Burning down the House

Dutch house (re)construction receives fitting finale

On March 8, a Stone Age like house (re)construction was burned to the ground as part of a scientific project by the University of Leiden (NL), member of EXARC. EXARC witnessed the process. Seven years before, this house was based on the excavation of a Neolithic house at Haamstede Brabers (NL). The house project at Horsterwold, led by prof. van Gijn was aimed to learn more about the biography of Neolithic houses: obtaining the materials, the tools used, the quantity of work, repairs and the decay. Burning down the house and recording the remains are the last stage in the process. Many students of Leiden University were involved in the Horsterwold project over the years. Never before, the life of such a (re)constructed house was documented in this much detail. 

The fire was prepared and documented by prof. van Gijn and her staff, which included Diederik Pomstra and EXARC member Leo Wolterbeek. Together, these two have a vast knowledge of construction of wooden buildings, prehistoric replicas of tools and how to use these in a context of archaeological experiment and reconstruction. 

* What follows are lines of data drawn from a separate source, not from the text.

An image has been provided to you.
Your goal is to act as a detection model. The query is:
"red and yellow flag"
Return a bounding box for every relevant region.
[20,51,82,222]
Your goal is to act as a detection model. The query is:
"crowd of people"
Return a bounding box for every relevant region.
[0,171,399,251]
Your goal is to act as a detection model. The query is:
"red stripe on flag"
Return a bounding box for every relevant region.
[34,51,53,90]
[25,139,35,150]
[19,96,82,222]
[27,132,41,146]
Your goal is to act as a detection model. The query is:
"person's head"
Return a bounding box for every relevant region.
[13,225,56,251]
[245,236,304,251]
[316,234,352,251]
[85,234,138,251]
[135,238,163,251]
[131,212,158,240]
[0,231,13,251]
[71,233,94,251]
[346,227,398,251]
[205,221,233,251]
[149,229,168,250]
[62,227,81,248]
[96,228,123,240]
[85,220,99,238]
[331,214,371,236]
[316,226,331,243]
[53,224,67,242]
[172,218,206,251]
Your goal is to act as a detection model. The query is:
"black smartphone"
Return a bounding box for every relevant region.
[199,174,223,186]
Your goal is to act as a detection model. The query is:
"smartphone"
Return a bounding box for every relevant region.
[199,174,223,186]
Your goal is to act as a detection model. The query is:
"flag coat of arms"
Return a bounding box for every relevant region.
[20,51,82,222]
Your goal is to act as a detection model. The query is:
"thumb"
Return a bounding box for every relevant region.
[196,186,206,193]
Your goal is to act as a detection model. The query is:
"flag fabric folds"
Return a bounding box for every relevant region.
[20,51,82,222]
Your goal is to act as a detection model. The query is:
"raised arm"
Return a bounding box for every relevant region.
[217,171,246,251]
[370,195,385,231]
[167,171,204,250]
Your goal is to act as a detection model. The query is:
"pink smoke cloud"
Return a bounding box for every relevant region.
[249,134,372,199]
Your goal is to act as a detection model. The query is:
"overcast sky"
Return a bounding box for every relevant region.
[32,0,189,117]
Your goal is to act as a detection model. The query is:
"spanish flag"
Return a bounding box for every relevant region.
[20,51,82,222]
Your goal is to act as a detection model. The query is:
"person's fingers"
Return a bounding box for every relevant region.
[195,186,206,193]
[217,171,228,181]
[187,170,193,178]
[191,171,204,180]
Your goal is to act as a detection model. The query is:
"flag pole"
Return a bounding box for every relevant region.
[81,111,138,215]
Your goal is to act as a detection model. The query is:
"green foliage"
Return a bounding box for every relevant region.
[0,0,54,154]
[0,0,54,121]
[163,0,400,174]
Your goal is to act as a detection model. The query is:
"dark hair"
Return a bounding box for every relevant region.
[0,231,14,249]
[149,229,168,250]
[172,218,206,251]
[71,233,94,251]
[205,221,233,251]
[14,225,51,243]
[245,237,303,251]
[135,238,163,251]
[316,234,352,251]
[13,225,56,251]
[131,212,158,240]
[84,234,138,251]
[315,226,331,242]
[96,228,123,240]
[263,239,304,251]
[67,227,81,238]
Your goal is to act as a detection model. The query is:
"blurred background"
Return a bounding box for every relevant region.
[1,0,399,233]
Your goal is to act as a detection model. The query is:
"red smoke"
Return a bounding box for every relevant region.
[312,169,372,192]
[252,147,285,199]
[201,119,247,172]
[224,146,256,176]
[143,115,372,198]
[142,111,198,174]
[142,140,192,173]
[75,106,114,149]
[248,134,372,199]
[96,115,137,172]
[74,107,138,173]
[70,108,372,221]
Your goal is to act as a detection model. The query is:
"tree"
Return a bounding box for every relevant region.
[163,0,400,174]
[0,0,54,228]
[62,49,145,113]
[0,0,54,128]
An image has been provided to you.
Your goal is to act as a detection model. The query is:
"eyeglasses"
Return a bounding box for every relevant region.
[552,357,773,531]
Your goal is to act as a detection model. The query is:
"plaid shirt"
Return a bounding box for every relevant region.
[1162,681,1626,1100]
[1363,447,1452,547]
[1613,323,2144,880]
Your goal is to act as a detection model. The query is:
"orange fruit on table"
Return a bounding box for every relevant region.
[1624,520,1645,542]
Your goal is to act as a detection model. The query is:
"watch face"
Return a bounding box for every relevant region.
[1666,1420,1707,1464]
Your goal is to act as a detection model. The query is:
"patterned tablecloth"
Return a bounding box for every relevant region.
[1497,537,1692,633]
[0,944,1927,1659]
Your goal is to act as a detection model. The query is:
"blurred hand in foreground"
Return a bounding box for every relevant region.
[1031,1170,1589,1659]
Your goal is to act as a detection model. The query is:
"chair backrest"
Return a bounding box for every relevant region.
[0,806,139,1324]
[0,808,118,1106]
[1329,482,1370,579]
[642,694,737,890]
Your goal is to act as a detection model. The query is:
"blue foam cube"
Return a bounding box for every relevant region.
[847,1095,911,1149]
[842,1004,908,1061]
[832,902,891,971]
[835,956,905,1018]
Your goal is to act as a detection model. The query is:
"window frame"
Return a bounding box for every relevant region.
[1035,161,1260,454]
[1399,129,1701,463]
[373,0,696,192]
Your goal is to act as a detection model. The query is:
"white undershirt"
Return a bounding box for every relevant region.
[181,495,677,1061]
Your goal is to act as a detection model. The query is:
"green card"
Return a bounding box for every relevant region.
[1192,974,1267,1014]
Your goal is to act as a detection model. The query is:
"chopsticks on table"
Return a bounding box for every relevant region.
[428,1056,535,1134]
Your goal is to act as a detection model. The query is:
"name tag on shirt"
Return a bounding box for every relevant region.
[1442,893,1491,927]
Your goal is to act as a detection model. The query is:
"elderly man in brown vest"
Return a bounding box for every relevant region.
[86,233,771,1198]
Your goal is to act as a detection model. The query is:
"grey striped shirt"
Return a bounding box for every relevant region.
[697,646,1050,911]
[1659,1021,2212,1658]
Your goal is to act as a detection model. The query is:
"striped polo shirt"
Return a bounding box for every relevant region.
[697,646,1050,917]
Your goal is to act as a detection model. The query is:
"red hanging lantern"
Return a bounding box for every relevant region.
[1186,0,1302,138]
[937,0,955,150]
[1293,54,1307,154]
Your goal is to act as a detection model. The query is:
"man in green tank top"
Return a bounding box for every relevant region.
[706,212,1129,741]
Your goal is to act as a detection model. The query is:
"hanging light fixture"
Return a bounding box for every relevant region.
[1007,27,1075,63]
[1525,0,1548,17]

The fire was witnessed by colleagues from the Forestry Commission (Horsterwold is their area) and the fire department, as well as several journalists. The fire in the fireplace inside the house was raked up that high, that the flames reached the roof. Once that caught fire, things went very fast. A rollover or flameover took place, that is the stage when fire gases ignite into a small whirlwind, rushing through the house. The fire blaze took maybe less than eight minutes and seemingly, things calmed down. When it looked like only the roof was gone and even the benches and all seemed to be untouched in the house interior, another stage in the fire started: the slow burning through of almost all structural components. One by one, the roof spurs lost their connection and fell into the house, and after an hour or four, nothing of the roof remained and even one of the two walls (without any structural integrity) fell down. The fire site remained active until probably the next day. 

Although a difficult decision for Leiden University, EXARC congratulates prof. van Gijn and her team for doing this experiment so well and having so many data collected. The Horsterwold project will probably be published in articles in the years to come.